God → Life → Choice → Sex

John C. Rankin

(January 17, 2013)

In 1986, I was asked to give a biblical pro-life position at a meeting of regional leaders from the American Baptist Churches (ABC), along with the national leaders of the Religious Coalition of Abortion Rights (RCAR).

Because of alphabetical placement, the ABC was always listed at the top of RCAR’s listing of member organizations (though it was only one committee in the ABC that had joined). Many in the denomination did not like this. So the ABC was reconsidering its affiliation with RCAR through a series of similar meetings across the nation.

It was a tense gathering despite the best attempts by the organizers to make it pleasant. I gave a theological sketch rooted in Genesis 1-2, part of which involved defining the relationship between life and choice. Namely, both are given to us by God, but choice is designed to be in service to life, not employed to destroy it. And I defined how the unborn fully qualify as human life, made in God’s image. The RCAR representatives in turn called me “anti-choice.”

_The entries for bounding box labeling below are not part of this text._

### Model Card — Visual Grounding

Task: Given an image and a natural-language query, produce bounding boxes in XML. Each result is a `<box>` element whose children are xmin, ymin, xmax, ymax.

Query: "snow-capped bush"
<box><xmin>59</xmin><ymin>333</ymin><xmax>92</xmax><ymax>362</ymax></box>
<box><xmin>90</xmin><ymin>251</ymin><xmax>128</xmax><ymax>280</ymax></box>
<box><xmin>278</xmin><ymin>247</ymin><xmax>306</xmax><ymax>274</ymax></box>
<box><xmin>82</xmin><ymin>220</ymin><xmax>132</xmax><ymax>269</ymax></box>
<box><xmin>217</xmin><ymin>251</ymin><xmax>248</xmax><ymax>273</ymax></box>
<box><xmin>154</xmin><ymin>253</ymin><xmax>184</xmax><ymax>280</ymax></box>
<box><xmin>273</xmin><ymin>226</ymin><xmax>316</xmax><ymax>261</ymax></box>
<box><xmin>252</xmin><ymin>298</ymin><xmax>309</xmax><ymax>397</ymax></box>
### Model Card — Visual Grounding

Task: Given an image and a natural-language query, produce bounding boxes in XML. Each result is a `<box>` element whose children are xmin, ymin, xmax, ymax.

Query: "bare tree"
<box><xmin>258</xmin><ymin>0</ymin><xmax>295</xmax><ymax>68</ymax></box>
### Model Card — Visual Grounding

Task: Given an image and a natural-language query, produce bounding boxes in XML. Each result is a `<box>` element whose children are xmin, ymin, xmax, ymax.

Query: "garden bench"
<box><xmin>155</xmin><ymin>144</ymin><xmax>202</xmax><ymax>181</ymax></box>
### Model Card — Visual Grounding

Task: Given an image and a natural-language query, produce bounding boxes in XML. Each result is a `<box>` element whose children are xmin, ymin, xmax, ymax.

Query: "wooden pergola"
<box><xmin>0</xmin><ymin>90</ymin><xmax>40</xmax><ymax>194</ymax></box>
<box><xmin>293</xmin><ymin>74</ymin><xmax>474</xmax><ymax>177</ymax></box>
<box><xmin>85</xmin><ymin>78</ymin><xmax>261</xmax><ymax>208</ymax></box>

So I asked them to define how choice relates to life, and they were unable or unwilling. I stated how I was truly “pro-informed choice” in my position, they did not refute my definitions, only falling back to the language of calling me “anti-choice.” I later learned that the ABC rescinded its membership in RCAR.

In March of 1989, I was invited to speak at a Crisis Pregnancy Center banquet in Ithaca, New York, in conjunction with a debate at Cornell University. In the banquet address, I was defining the ethics of choice rooted in Genesis 2. As I was speaking, I moved from an implicit clarity to an explicit one, namely, that the theological order of Genesis 1-2 starts with the sovereign God, then it defines the purpose of creation as the making of human life in God’s image, followed by God’s first words to Adam which equaled the gift of choice. It hit me – so simple:

God → Life → Choice.

The three basic elements of the order of creation, I thought. The three basic issues surrounding the abortion debate, it appeared. By extension, the reversal of this order was:

Choice → Life →/ God.

However, the next week I set to reviewing Genesis 1-2 with this newly observed paradigm. As I did, I realized I had not considered the fourth and final defining subject of Genesis 1-2, that of sex.

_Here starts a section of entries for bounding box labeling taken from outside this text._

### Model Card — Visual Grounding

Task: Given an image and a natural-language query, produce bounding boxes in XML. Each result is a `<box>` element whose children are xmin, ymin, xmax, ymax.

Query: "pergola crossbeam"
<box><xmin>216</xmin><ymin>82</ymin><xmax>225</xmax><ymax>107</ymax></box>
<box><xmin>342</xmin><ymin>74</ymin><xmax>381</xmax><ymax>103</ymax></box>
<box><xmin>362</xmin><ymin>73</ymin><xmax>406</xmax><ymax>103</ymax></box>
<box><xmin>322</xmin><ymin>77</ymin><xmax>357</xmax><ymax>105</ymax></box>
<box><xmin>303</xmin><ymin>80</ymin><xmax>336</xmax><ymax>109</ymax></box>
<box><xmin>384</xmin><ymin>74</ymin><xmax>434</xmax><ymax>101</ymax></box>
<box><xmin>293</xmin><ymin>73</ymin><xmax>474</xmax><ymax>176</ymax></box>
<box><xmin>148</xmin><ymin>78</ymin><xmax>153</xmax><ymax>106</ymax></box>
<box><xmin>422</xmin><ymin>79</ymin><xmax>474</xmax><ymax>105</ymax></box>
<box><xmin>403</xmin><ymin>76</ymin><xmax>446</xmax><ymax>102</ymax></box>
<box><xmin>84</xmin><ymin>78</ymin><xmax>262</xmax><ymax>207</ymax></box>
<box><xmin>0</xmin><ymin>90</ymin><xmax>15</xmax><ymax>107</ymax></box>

The inclusion of course revealed how the idolatry of choice, while powerful, is energized by the prior and more powerful idolatry of sex outside of marriage. The conflict between “pro-choice” and “pro-life,” in the language of the abortion debate today, only exists because of a reversal of the order of creation, when choice is used to destroy life. Thus, the full paradigm is:

God → Life → Choice → Sex.

The self-defining terms of “pro-life” and “pro-choice” are thus in the middle of this paradigm, and in a graphic sense which identifies the locus of the conflict:

God → Life →// Choice Sex.

In other words, it is fidelity to God that defines life, and should properly motivate the political language of “pro-life.” And it is sex as sexual promiscuity that in truth defines the idolatry of choice, and thus motivates the political language of “pro-choice.” “Pro-life” thus reflects the order of creation, and “pro-choice” reflects the reversal. A false dichotomy is set up: sex/choice versus God/life, made possible because of how abortion-rights advocates yield to the reversal:

Sex → Choice → Life →/ God.

Sex outside of marriage employs atomistic choice to destroy the life of the unborn in the act of human abortion, and in an affront against God – the Creator of life, choice and sex.

In other words, abortion justifies sexual promiscuity and infidelity, and as such it is the ramrod of male chauvinism where the man who gets the woman pregnant outside of marriage is able to take off and leave her to face the pregnancy alone. When statistical factors are taken into account, this means that some 95 percent of abortions occur in a relationship where the woman is not married to the father, and some 4 percent where the husband is prone to divorcing her – thus equaling 99 percent male chauvinism. Is this a woman’s right, dignity or freedom?